Bunun doğru bir hamle olduğunu düşünenler, böyle bir operasyonun zaten beklendiğini, sadece zamanlamayı öngöremediklerini ifade ediyor. Bu şirketlerin günlük 6 milyon TL kasko primi üretir hale geldikleri ve riski her geçen gün büyüttükleri için SEDDK’nın bu adımı doğru olarak yorumlanıyor. “Sektörde çürükler temizlensin istiyoruz, bir disiplin getirir” diyen bir başka sektör oyuncusu ise, tedbir uygulanmasına gerek kalmadan yatırımcı ve sermayedarla da sorunun çözülebileceğini kaydetti. Önceki gün gerçekleştirilen sermaye tutarı artışına atıfta bulunan kaynak, “Ruhsatların fiyatları da artırıldı. Sektöre girmek için fırsat kollayan gruplar var. 1.6 milyar verip sıfırdan ruhsat alacağına 200-300 milyon sermaye koyarak bu şirketleri düzlüğe çıkarabilirlerdi. Yani yatırımcı bu şartlarda her iki şirkete de sıcak bakardı, bu gereksiz bir operasyon oldu. Bu artıştan sonra bu operasyon SEDDK’nın ‘biz buradayız, masaya yumruğumuzu vurduk’ mesajıdır” ifadelerini kullandı.

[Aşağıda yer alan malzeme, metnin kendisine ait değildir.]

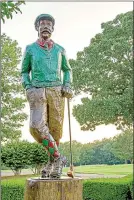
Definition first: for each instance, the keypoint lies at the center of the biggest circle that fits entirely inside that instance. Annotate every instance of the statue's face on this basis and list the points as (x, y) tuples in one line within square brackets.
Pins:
[(45, 29)]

Sigortacılık ve Özel Emeklilik Düzenleme ve Denetleme Kurumu (SEDDK) sigorta şirketi kurmak için istenen sermaye şartı tutarlarında güncellemeye gitti. SEDDK’nın önceki gün yayınladığı genelgeye göre, sigorta şirketi kurmak için sermaye şartı hayat dışındaki tüm branşlarda faaliyet gösterebilmek için 500 milyon TL’den 1 milyar 600 milyon TL’ye çıkartıldı. Hayat branşında tüm branşlarda faaliyet göstermek için sermaye tutarı 825 milyon TL’ye, reasürans alanında faaliyet göstermek için ise sermaye tutarı hayat ve hayat dışında toplam 700 milyon TL’ye yükseldi.